Allergy season is getting longer and worse
Allergy seasons are becoming more intense and lasting longer, in part due to climate change.
Why it matters: Warmer temperatures are fueling longer and more intense pollen seasons, studies find. If those trends continue, places that typically have short or less intense allergy seasons could see them extend, experts predict.
What's happening: Spring allergy season in the U.S. typically starts in late March and lasts through early June. But in recent years, the spring allergy season has expanded on the front and back end in some places: starting early in late February and lasting into late June.
- Fall allergy season, when ragweed pollinates, might now begin in August too, instead of in September.
- Soaring pollen counts are "really changing the landscape of allergies," says Neeta Ogden, a clinician allergist and spokesperson for the Asthma and Allergy Foundation of America.
- From 1990 to 2018, pollen counts increased by 21% nationwide, with the greatest increases in the Midwest and Texas, per a 2021 study.
The big picture: About a quarter of U.S. adults suffer from seasonal allergies, according to data from the Centers for Disease Control and Prevention, but certain parts of the country have historically had worse allergy seasons.
- The Midwest, East Coast and parts of Texas boast many "allergy capital" cities where pollen presence, allergy medication use, and the number of allergy specialists is highest, per a 2023 Allergy and Asthma Foundation report. In 2023, Wichita, Kansas, and Dallas lead the list.
- Seven Florida cities are ranked in the top 20 on the "allergy capital" list. No cities west of Texas were considered "allergy capitals."
Yes, but: That could start to shift with climate change, especially in typically cooler areas where the temperature now dips below freezing fewer days during the winter.
- One analysis that has not yet been peer-reviewed from Climate Central, a climate science research group, found the number of freeze-free days is increasing nationwide. In the western U.S., the freeze-free season has lengthened by 27 days since 1970, the most of any region, the analysis found.

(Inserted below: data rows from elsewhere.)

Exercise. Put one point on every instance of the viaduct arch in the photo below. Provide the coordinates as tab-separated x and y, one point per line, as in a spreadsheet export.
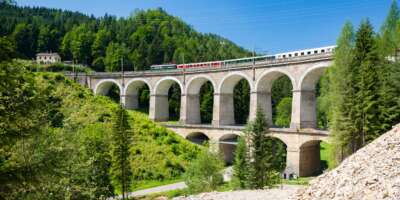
301	138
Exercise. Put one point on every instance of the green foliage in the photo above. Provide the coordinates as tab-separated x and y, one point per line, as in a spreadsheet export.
120	151
281	92
369	104
158	154
283	112
147	37
241	164
24	40
7	49
389	40
267	155
206	102
241	101
115	55
323	101
205	173
56	140
366	60
174	102
342	76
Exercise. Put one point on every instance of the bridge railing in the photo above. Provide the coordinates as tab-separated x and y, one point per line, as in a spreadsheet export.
264	63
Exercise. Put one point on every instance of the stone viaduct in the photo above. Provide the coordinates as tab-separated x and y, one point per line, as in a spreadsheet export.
301	139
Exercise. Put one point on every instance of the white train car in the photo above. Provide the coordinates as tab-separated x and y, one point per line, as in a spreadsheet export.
305	52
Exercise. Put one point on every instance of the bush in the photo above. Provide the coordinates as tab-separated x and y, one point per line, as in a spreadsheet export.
284	112
205	173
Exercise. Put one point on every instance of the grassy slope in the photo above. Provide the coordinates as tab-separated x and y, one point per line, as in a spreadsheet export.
158	155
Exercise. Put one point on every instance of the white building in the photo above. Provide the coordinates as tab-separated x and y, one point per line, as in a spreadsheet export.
47	58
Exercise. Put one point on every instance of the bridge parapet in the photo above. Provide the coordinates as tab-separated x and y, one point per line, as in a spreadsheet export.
174	72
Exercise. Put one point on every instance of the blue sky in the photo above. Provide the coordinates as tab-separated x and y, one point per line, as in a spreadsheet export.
268	26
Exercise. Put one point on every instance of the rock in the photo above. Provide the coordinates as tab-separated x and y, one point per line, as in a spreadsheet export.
373	173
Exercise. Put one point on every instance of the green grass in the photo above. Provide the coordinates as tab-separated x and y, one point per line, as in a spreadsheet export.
141	185
326	156
298	181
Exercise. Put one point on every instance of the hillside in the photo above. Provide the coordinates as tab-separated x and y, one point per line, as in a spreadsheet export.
373	172
146	37
158	153
65	148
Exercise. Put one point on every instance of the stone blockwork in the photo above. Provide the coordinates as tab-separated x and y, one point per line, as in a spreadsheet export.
303	157
304	72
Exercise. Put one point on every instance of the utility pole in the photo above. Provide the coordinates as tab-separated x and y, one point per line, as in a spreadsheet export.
123	81
254	64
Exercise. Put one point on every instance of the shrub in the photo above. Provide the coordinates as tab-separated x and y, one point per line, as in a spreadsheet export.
205	173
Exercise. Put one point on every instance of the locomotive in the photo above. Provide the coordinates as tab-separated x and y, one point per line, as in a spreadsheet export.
244	61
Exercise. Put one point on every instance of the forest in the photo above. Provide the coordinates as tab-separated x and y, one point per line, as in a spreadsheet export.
142	39
57	139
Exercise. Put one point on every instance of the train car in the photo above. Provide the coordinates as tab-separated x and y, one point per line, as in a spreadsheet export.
306	52
248	60
163	67
213	64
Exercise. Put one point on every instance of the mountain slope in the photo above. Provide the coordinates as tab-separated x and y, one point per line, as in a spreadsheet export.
145	38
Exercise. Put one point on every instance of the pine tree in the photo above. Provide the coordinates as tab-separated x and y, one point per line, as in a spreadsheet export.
241	164
263	155
389	38
121	140
389	77
342	95
366	64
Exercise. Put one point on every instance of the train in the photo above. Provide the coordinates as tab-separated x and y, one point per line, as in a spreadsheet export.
231	62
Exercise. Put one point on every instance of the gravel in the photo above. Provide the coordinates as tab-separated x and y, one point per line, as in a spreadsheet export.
281	193
372	173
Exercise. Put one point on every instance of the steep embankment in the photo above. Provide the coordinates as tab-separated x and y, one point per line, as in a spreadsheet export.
371	173
156	153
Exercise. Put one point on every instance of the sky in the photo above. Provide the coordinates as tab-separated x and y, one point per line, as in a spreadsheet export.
265	26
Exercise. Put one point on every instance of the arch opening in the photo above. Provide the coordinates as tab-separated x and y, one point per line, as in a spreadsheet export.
241	101
198	138
314	100
281	101
227	146
274	96
234	100
166	100
110	89
137	96
174	102
199	101
279	154
206	102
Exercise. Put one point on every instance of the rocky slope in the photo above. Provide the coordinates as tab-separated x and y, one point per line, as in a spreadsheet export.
278	193
371	173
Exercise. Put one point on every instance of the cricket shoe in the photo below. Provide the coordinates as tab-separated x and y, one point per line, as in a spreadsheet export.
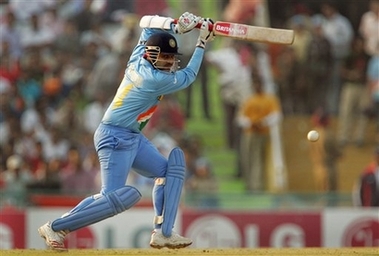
175	241
53	239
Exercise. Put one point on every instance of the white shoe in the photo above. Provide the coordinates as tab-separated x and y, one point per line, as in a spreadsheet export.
54	240
175	241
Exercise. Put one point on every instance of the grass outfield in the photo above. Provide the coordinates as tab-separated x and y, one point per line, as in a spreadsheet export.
184	252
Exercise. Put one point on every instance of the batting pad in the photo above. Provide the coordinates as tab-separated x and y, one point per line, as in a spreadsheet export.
103	207
172	189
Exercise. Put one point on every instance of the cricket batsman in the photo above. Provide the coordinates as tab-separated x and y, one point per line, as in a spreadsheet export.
151	72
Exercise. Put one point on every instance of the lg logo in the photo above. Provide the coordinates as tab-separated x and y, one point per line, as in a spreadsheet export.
362	233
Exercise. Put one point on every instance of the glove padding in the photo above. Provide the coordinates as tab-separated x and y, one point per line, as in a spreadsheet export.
186	22
205	35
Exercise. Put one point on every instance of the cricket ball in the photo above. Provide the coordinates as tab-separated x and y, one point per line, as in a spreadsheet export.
313	136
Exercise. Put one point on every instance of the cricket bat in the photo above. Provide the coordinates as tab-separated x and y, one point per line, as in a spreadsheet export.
253	33
229	29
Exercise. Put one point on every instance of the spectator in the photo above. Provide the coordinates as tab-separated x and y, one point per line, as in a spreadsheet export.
34	36
168	118
68	40
338	30
10	33
16	179
324	153
30	89
55	146
354	96
287	66
257	114
48	180
234	80
9	66
365	191
74	178
368	27
203	81
373	83
201	187
319	65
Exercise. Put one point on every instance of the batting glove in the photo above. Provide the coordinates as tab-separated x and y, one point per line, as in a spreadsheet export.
186	22
206	34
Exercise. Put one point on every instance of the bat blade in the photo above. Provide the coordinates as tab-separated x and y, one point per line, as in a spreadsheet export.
254	33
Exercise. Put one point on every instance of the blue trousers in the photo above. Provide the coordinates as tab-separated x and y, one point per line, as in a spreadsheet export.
119	150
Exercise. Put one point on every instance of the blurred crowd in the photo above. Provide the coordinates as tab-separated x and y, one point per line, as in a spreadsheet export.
61	61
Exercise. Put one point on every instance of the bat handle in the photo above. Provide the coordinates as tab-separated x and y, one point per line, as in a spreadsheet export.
198	25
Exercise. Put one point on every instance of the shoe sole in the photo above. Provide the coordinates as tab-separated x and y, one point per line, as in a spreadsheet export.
169	246
58	249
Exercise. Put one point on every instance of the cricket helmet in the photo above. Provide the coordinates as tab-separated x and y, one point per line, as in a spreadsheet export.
162	42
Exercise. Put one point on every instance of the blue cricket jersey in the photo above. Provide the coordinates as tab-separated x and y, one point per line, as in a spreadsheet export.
143	87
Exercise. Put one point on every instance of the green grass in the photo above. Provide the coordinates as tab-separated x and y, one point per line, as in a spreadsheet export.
212	132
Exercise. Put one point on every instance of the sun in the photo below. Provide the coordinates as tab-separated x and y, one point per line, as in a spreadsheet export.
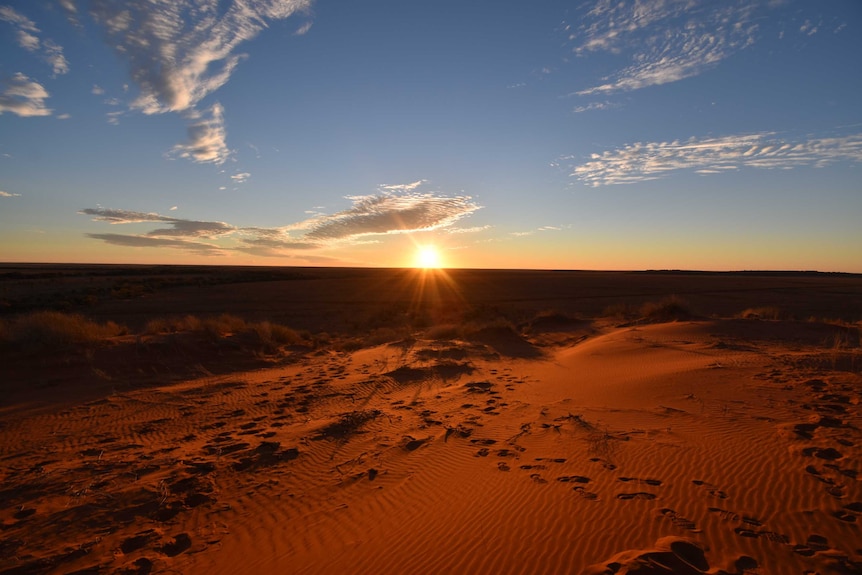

- With fewer freezing days, plants have a longer season to grow and pollinate, lengthening pollen and allergy seasons.
- "We do expect that areas that haven't previously had substantial pollen seasons will potentially start to experience pollen seasons," William Anderegg, director of the Wilkes Center for Climate Science and Policy at the University of Utah, told Axios. "As seasons get longer, climate change is moving some plants northward."
Zoom out: Human-caused climate change has many impacts on our health, from its effects on drinking water to air quality.
- The combination of extreme heat and air pollution, a potential in the West during wildfire season, increases mortality risk.
- Warmer weather also breeds public health risks from diseases like the West Nile Virus or Lyme disease, carried by mosquitoes and ticks that thrive in warmer conditions.
- The climate-changed fueled health crisis necessitates a change in the health care system, which will be costly, with estimates at more than $800 billion annually.
How it works: Pollen and mold levels both contribute to commonly experienced allergy seasons in the U.S., and increasing heat and carbon dioxide levels create an environment for both to thrive.
- The West Coast received a record-breaking amount of rain and snow this winter, which could lead to a more severe allergy season as people are potentially exposed to more pollen and mold.
- In the same 2021 study that found pollen counts increasing in recent decades, Anderegg and his colleagues found that pollen seasons lasted longer and had more intensity throughout North America revealing that "climate change has already exacerbated pollen seasons in the past three decades with attendant deleterious effects on respiratory health."
The bottom line: "The decisions we make to tackle climate change more aggressively will help us confront pollen seasons," Anderegg said.
Editor's note: This story has been corrected to reflect that goldenrod does not cause seasonal allergies.